Los que pertenecemos a Cristo, al igual que Él y unidos a Él, debemos ser los primeros en implementar acciones que en verdad ayuden a que los más desprotegidos y débiles sientan, desde nosotros, la mano amorosa y misericordiosa de Dios, que se les acerca para manifestarles su amor. Dios nos ha llamado para ser signos de su acción que libera de la opresión a quienes, convertidos en signo del maligno, destruyen, oprimen, roban y asesinan a su prójimo.

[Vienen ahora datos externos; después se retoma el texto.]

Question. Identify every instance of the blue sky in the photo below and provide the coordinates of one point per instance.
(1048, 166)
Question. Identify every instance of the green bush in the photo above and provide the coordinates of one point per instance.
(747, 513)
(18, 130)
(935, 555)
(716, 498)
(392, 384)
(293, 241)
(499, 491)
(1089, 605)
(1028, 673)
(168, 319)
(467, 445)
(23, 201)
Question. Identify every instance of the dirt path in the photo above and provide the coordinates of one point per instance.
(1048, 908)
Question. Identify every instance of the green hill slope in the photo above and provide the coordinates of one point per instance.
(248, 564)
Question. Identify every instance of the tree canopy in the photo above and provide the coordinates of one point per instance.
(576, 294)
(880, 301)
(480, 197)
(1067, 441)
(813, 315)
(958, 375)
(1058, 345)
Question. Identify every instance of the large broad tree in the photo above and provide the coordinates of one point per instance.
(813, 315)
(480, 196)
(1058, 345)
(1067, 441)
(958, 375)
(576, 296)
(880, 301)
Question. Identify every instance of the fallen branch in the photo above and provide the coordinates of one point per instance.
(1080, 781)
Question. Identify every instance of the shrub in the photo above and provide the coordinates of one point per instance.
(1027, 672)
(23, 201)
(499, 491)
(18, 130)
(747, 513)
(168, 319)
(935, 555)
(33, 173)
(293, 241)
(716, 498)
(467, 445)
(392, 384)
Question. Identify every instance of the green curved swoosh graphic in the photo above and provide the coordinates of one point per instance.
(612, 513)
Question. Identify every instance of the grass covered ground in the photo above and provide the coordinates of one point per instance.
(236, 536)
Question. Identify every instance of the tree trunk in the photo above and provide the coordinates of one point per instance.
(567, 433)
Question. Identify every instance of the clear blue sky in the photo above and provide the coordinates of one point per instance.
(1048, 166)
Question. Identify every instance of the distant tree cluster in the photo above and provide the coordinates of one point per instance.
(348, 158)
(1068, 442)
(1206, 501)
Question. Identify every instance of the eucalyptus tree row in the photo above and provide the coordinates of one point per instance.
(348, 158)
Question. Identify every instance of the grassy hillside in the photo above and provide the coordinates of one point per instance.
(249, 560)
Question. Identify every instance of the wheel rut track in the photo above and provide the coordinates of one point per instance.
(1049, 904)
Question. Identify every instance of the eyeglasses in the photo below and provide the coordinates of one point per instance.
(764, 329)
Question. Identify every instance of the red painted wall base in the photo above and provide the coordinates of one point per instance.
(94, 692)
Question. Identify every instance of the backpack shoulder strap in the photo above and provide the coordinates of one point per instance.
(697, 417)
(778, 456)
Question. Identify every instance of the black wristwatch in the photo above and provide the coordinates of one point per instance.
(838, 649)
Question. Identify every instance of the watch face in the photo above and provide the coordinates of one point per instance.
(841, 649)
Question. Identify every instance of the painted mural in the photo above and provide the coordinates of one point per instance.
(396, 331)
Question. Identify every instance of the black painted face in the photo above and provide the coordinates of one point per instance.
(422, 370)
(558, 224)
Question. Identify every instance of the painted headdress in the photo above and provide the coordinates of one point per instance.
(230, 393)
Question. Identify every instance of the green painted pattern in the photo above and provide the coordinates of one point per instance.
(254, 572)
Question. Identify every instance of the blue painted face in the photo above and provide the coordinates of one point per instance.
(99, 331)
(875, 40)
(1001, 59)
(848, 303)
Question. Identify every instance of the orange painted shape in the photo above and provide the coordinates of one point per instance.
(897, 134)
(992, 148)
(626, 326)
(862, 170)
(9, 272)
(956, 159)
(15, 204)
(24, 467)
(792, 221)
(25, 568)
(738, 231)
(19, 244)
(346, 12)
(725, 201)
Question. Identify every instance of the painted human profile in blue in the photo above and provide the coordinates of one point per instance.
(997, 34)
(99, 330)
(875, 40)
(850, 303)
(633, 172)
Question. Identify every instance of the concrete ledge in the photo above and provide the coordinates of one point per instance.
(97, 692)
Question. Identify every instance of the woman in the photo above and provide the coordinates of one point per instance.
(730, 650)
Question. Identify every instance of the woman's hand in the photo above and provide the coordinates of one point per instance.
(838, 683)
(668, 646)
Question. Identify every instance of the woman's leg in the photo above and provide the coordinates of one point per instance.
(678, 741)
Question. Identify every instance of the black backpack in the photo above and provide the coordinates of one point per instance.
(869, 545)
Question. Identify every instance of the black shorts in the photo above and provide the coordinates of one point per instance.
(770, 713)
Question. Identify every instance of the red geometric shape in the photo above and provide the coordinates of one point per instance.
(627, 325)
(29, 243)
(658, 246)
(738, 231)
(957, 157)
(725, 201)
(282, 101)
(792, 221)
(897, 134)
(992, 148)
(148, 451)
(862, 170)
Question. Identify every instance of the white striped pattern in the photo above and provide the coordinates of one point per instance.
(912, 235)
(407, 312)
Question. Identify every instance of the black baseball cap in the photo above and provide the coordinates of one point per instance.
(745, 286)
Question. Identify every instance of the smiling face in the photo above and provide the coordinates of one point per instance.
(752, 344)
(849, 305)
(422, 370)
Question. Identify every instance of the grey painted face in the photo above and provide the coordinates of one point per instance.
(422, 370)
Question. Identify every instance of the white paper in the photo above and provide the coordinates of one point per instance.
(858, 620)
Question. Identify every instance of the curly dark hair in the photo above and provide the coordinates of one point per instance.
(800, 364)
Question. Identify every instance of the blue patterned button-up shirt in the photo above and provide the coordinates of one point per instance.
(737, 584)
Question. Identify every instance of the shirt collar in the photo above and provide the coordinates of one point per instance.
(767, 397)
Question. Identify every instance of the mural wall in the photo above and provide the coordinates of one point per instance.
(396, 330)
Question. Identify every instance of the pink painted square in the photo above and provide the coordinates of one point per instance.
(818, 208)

¿Nos quedaremos con los brazos cruzados contemplando el mal en el mundo mientras nosotros, llenos del amor, de la luz y de la paz de Dios nos quedamos con una vida de piedad personal, pero estéril en cuanto al fruto que se espera de nosotros para que, al gustarlo quienes viven en situaciones difíciles, tengan vida y la tengan en abundancia?
Esta es la misión que el Señor nos confía: ser testigos y portadores comprometidos de su amor y de su salvación; ojalá y no endurezcamos nuestro corazón, ni seamos sordos a la voz del Señor y a la encomienda que Él nos ha hecho.

Roguémosle a nuestro Dios y Padre que nos conceda, por intercesión de la Santísima Virgen María, nuestra Madre, la gracia de que en verdad proclamemos su Nombre y salvación y que, unidos a Cristo, vayamos por delante, dando testimonio del amor salvador de Dios con la entrega de nuestra propia vida en favor de aquellos que necesitan la manifestación del Rostro amoroso y misericordioso de Dios por medio de quienes decimos creer en Él. Amén.